個人的にはジョニー・ディップが監督・脚本・主演しマーロン・ブランドが出演した『ブレイブ』が好きな作品であるが、「西部劇」というよりアメリカ先住民族映画と言えよう。

最大の関心事はヘッセが子どもの頃に遊ばれていた「インディアンごっこ」なるものがどんな遊びなのか、である。
なぜならヘッセが10歳前後というと、1880年代末である。リュミエール兄弟の実質的な世界最初の映画作品は1895年である。つまりヘッセは「西部劇映画」を見ていないのである。

そこでヒントとなるのがカール・マイ(Karl Friedrich May1842-1912)である。

彼は服役中に本に接し、刑務所を出所した後に文学を目指した人で、アメリカ先住民族を主人公にした冒険小説で有名な作家である。代表作は『ヴィネトゥの冒険 -アパッチの若き勇者』で各国語に翻訳されている。

つまりこの当時のドイツの「インディアンごっこ」はアメリカ先住民族が主人公の遊びなのだ。

ジョン・トーランド著『アドルフ・ヒトラー』によると、ヒトラーも少年のとき近所の子供たちを集めてインディアンごっこに熱中していて、熱読していたのは、ジェームズ・フェニモア・クーパーとカール・マイだったという。

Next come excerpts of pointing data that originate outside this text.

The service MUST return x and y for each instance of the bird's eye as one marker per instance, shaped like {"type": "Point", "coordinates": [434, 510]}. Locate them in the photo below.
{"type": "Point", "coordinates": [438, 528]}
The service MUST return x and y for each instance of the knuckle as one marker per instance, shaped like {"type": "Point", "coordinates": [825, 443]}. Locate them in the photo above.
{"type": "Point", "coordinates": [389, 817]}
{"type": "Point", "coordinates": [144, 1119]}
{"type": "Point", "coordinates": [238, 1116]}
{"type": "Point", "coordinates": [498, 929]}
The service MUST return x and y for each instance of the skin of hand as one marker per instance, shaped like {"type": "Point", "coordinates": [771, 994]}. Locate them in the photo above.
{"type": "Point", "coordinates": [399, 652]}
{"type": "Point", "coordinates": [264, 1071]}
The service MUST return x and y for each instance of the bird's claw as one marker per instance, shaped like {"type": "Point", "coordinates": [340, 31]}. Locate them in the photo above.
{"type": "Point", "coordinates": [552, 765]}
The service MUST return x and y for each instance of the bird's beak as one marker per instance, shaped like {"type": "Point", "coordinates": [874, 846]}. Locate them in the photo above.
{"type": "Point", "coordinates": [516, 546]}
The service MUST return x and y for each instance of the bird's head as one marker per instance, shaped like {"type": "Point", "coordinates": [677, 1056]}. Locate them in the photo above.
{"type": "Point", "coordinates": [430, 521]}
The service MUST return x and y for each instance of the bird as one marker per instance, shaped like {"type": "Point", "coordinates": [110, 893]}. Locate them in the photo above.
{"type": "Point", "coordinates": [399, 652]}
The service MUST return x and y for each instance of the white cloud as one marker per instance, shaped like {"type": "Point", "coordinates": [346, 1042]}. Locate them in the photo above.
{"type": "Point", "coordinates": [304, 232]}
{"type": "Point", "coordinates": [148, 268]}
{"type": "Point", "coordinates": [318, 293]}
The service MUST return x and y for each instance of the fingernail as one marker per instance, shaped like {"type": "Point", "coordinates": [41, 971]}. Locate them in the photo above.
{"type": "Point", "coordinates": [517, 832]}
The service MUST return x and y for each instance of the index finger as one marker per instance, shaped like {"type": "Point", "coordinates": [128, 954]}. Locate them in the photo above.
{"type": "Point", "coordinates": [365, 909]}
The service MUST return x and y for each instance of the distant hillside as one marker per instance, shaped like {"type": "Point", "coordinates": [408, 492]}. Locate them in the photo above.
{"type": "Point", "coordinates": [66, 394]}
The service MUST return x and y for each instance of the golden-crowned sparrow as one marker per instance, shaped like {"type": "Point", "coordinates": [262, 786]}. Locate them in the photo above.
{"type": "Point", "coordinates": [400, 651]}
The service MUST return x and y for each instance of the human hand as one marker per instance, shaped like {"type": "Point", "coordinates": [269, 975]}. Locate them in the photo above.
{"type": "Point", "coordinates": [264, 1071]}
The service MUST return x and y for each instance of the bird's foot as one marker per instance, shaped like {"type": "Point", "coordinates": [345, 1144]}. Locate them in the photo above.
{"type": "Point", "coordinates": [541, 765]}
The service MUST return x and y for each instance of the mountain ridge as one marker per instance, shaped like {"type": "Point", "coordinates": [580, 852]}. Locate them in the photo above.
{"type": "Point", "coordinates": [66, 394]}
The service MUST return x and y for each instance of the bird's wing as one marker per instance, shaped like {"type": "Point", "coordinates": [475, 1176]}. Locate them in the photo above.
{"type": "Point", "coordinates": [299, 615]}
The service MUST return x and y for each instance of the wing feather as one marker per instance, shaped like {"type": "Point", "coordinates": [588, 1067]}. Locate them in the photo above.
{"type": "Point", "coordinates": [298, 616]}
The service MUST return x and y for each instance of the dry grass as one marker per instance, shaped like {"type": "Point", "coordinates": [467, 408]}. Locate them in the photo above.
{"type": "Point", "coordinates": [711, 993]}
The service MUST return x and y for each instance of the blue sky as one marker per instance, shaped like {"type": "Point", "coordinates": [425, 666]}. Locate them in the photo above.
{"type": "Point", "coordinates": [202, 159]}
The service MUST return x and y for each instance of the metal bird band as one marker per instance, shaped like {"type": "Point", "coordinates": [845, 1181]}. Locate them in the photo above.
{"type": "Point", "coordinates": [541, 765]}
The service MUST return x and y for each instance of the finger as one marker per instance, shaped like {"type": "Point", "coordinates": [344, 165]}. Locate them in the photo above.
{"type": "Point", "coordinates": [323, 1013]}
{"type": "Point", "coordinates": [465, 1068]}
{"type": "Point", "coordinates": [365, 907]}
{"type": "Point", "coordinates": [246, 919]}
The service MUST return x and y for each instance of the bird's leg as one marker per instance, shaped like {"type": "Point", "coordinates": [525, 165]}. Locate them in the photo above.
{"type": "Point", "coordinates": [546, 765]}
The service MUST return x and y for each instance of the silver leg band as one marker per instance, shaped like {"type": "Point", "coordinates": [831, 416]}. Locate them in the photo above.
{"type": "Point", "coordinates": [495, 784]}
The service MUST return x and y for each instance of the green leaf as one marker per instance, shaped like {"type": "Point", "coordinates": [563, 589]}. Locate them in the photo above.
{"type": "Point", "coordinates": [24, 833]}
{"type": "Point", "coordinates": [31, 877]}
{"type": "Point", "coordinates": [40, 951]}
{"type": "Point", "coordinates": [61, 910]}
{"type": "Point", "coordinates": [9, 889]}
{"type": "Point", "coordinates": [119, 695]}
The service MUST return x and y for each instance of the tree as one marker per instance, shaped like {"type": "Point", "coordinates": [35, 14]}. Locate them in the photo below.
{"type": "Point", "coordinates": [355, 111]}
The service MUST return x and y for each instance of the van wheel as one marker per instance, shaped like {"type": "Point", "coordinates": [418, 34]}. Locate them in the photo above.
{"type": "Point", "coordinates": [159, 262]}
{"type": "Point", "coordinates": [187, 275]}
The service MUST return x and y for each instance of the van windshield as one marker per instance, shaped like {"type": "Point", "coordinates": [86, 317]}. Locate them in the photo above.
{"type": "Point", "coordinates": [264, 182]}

ちなみにカール・マイはアメリカに行ったことがなかった。
このマイの代表作は筑摩書房から2003年に出たというのに、なんと入手難であり、図書館にもなかなかないのだ。だから内容を確認できていないが、ドイツで今でも遊ばれている「インディアンごっこ」は、アメリカ先住民族の服を着たり、それらしいテントを張って寝泊りしたり、バッファローを狩るゲームなどをするらしい。

つまり敵対勢力は登場しないのだ。
アメリカ大陸に行ったことのないマイがどのようにしてアメリカ先住民族を主人公にした冒険小説が書けたのか大いなる疑問があるが、書籍が入手難ではどうしようもない。

ただ、ヘッセが本中で触れている「Indianerspiel」がどういうものであるか?そして何を起源にしているかが分かったように思う。そしてspielがここでは「ごっこ」であることも確認できたように思う。但し、すべて推測の域を出ないことはお断りをしておく。